42(1) The non-dissepimented taxa – the so-called Cyathaxonia fauna sensu Hill (1981) – are almost absent (Fig. 8A). Enniskillenia enniskilleni is the only recorded member and it is moreover a large-sized solitary taxon (see next point). These taxa are commonly found in shaly facies, but they are not restricted to deep-water settings as commonly suggested (e.g. Hill, 1981; Oliver, 1992) and are quite common in environments that were stressful for other corals, such as dysphotic, dysaerobic, cold-water, hyperhaline (?) and turbid environments. Obviously none of those environments are known in Royseux. However, small solitary undissepimented corals are not uncommon in microbialite facies (e.g. Webb, 1987; Mundy, 1994). Such facies occur in the capping beds of the Siphonodendron biostromes but no rugose corals are associated with them. Curiously, the undissepimented corals are replaced in that facies by heterocorals! Competitive displacement by heterocorals is a possible explanation for this absence but different ecological requirements might also explain the dominance of heterocorals. Similarly, the simple rugose coral Amplexus coralloides, which is rather common in all environments in the Carboniferous is unknown in Royseux, possibly for similar reasons.
43(2) The caninimorphic corals are poorly represented in the assemblage, both in number of species and in specimens, with Pseudozaphrentoides juddi and Siphonophyllia sp. being the only members of the morphotype (Fig. 8A, D). These forms are usually regarded as possible ‘mud-stickers’ (Hubbard, 1970; Aretz et al., 2010) and the absence of mud in Royseux may explain their rarity. The lack of an axial structure may have been tentatively interpreted as unfavourable for these corals, considering the numerous axophyllids, clisiophyllids, amygdalophyllids and Dibunophyllum that proliferated in Royseux.
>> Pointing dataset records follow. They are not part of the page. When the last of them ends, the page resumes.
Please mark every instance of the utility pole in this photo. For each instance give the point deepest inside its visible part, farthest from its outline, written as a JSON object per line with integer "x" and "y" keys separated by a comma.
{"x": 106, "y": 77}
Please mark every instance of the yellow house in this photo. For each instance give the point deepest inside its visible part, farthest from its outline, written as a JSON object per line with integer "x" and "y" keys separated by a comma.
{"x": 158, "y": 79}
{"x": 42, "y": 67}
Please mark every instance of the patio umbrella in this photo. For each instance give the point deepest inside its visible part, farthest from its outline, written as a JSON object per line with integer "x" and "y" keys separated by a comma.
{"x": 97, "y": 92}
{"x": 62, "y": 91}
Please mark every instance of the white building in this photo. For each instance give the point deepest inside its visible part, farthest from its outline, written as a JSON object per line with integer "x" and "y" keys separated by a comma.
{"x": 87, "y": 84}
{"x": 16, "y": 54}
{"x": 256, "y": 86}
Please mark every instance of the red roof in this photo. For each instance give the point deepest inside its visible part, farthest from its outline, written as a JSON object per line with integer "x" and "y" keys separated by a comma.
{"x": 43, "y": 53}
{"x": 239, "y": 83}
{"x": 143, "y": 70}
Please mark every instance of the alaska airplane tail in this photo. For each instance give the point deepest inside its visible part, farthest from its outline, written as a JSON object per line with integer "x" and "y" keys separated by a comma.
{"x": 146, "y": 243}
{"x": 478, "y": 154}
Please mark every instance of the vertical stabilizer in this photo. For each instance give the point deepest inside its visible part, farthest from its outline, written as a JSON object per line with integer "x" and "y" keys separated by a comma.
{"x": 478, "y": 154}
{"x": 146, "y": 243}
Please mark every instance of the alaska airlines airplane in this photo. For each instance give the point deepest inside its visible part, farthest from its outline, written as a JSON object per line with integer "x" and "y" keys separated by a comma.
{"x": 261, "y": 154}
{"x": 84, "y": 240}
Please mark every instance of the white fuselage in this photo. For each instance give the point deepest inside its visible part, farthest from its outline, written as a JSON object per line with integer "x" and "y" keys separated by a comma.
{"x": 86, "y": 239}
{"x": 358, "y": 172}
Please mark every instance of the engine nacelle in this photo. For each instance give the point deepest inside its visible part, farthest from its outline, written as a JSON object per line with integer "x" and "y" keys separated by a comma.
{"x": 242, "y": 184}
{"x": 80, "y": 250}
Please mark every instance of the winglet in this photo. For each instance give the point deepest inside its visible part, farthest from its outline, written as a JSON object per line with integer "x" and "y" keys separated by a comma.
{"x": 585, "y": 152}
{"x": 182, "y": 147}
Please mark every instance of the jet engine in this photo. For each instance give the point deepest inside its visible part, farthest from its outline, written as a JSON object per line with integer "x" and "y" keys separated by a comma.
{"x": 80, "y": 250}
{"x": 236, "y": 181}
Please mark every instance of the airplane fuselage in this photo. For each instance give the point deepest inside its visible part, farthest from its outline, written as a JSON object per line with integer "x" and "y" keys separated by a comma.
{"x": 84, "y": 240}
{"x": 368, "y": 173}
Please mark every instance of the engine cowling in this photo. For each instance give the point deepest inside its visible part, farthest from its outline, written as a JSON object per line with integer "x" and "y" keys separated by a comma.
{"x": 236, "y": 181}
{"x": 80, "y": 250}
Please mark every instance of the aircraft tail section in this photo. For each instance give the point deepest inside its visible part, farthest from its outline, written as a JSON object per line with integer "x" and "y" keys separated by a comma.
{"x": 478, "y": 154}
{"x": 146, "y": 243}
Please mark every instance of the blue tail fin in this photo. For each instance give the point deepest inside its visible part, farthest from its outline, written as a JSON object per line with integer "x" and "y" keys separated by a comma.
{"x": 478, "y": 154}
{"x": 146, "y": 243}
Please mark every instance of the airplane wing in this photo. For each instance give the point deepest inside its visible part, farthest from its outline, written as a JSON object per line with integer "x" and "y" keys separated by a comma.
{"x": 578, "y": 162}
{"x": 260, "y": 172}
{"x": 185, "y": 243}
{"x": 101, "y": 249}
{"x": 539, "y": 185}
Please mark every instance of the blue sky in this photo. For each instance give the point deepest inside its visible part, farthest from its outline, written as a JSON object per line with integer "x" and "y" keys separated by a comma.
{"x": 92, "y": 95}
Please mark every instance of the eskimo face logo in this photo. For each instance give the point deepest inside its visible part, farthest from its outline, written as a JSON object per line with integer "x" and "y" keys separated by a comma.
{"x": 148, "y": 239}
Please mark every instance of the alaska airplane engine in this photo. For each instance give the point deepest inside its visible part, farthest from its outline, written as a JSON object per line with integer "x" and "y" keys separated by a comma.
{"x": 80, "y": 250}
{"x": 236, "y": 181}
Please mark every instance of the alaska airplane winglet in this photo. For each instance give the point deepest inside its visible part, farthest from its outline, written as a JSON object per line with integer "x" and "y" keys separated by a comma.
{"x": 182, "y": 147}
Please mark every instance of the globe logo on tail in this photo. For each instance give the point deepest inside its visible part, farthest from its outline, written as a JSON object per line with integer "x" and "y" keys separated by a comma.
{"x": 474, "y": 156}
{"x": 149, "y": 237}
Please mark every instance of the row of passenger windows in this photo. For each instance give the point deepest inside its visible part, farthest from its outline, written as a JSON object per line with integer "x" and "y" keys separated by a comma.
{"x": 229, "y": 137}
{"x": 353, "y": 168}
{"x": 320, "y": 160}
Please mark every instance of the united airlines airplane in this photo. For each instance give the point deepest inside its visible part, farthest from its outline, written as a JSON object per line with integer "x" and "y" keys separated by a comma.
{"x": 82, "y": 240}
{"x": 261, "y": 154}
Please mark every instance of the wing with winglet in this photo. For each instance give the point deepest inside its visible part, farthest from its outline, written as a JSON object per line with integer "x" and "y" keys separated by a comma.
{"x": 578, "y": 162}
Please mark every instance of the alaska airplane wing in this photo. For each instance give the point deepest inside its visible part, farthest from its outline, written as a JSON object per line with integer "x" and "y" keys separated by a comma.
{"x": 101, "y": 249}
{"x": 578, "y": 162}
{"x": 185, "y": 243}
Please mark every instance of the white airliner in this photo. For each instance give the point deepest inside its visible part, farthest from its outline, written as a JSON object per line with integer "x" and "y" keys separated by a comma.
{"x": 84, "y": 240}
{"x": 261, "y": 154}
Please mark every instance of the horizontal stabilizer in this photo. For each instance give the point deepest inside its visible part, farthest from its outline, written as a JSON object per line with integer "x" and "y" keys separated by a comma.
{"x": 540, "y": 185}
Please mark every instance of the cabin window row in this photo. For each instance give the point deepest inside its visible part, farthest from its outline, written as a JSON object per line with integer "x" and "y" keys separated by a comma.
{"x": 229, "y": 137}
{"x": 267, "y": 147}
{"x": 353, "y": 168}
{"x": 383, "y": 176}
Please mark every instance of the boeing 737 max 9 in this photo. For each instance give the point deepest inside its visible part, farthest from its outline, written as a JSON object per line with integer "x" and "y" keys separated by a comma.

44(3) The typical range of corallum diameter of the solitary corals, all taxa considered, is relatively narrow (see Fig. 8D), as c. 60% of the collection has diameters ranging between 5 and 25 mm. This distribution seems to indicate that the size optimum is linked to environment rather than taxonomy (cf. Hubbart, 1966). However, neither small (‘Kizilia’ sp.) nor very large (Siphonophyllia samsonensis) corals are common in any facies. Among the solitary taxa with no axial structure, the 25-35 mm diameter range is largely dominated by Pseudozaphrentoides julii, whereas Palaeosmilia murchisoni is one of the only taxa with diameters greater than to 35 mm (the largest specimen is 70 mm wide). The solitary rugose corals with an axial structure have diameters dominantly between 10 and 25 mm but larger specimens of the same taxa (mainly Aulophyllum fungites, Dibunophyllum bipartitum and Caninophyllum halkynense) also occur. Hence, the disparity of the solitary rugose corals is much reduced. For the whole coral assemblage, the disparity is not high either and can be roughly but confidently approached by the number of high taxonomic categories (Ciampaglio, 2002): 8 families belonging to 6 suborders of rugose corals. The disparity (amount of morphological differences among taxa; Erwin, 1994) results from a series of constraints. The latter falls into two broad categories (Gould, 1988, 1989; Erwin, 1994): internal constraints (functional, structural, developmental, genetic, historical) and external constraints (environmental, ecological). The internal constraints are characters that do not interact directly with the physical world and results of developmental process (i.e. septal arrangement, fossula, axial structure). The external constraints corresponds to the characters that permit the taxa to withstand in its environment and ecosystem (i.e. skeletal habitus and thickening, size, septal length, etc.). Although both categories are not easily recognised, Erwin (2007) demonstrated that external constraints are the dominant factor determining morpho-space width, and thus that the disparity is ecologically-driven. In the present example, a low disparity would be interpreted as a low ecological constraint.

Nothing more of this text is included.